Background
Frederick William Matthiessen was born on March 5, 1835 at Altona, in Schleswig-Holstein, Germany. A graduate of the Bergakadamie (school of mines) at Freiberg, Saxony.
manufacturer metallurgist philanthropist
Frederick William Matthiessen was born on March 5, 1835 at Altona, in Schleswig-Holstein, Germany. A graduate of the Bergakadamie (school of mines) at Freiberg, Saxony.
Matthiessen came to the United States in 1857 in company with E. C. Hegeler, who was afterward his partner in their joint enterprises. Landing in Boston, they went to New York, where they were engaged by Joseph Wharton, to design for him a zinc-smelting plant to treat the zinc ore mined at Friedensville, near Bethelehem, Pa. The project was abandoned, partly through Wharton's failure to agree with the designers and partly for financial reasons. Matthiessen and Hegeler then went West to build a plant to smelt the zinc ores from the Platteville district of Wisconsin, locating it at La Salle, Ill. , because of the coal there. Work was started December 24, 1858, and the plant was running successfully (the first commercial production of zinc in the United States) when the outbreak of the Civil War caused a temporary shutdown for lack of market. In 1862 a lively demand developed for zinc to be used in making the brass for cartridges. Together Matthiessen and Hegeler, though the latter was the chief technical man of the partnership and invented most of the improvements, built the first zinc rolling-mill in America at La Salle in 1866 and it has been continuously in operation, ever since, though many times redesigned and rebuilt. They began mining their own coal in 1874 and in 1881 Matthiessen started a sulphuric acid manufacturing plant.

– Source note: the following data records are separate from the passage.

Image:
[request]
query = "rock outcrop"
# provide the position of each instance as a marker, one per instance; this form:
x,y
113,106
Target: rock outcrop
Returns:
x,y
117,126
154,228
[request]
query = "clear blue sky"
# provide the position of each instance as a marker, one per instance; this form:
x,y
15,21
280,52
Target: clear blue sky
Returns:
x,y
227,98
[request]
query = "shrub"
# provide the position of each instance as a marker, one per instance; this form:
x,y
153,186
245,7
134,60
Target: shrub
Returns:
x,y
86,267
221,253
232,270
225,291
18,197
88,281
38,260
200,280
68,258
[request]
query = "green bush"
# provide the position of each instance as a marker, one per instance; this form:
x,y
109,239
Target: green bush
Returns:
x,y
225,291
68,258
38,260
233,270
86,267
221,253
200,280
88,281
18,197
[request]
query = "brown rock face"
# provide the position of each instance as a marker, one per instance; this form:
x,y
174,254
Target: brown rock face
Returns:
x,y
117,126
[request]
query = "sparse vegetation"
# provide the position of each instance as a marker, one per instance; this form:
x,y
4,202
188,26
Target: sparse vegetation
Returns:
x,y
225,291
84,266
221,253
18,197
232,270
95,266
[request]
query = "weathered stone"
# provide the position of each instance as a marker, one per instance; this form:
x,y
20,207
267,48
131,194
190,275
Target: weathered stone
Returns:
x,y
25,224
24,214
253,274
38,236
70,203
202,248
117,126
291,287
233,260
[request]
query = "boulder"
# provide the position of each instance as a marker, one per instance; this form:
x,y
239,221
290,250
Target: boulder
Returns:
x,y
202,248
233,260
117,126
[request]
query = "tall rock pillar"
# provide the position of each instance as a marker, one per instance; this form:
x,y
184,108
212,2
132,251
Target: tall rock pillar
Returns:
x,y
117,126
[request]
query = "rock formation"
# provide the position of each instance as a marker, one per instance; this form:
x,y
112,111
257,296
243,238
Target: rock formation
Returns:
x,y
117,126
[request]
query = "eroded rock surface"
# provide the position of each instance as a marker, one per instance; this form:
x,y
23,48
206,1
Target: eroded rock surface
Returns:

Matthiessen's contact with the public has a broad, though generally unrecognized phase, since he started at La Salle the Western Clock Manufacturing Company, which produces the widely known "Big Ben" alarm clock. The growth of its business to large proportions from small beginnings was the more remarkable because the manufacture of brass clocks had for so long been practically monopolized by Connecticut. His death occurred in February 1918, toward the close of his eighty-third year.
In 1864 he married Fannie Clara Moeller, of Mineral Point, Wis. There were five children.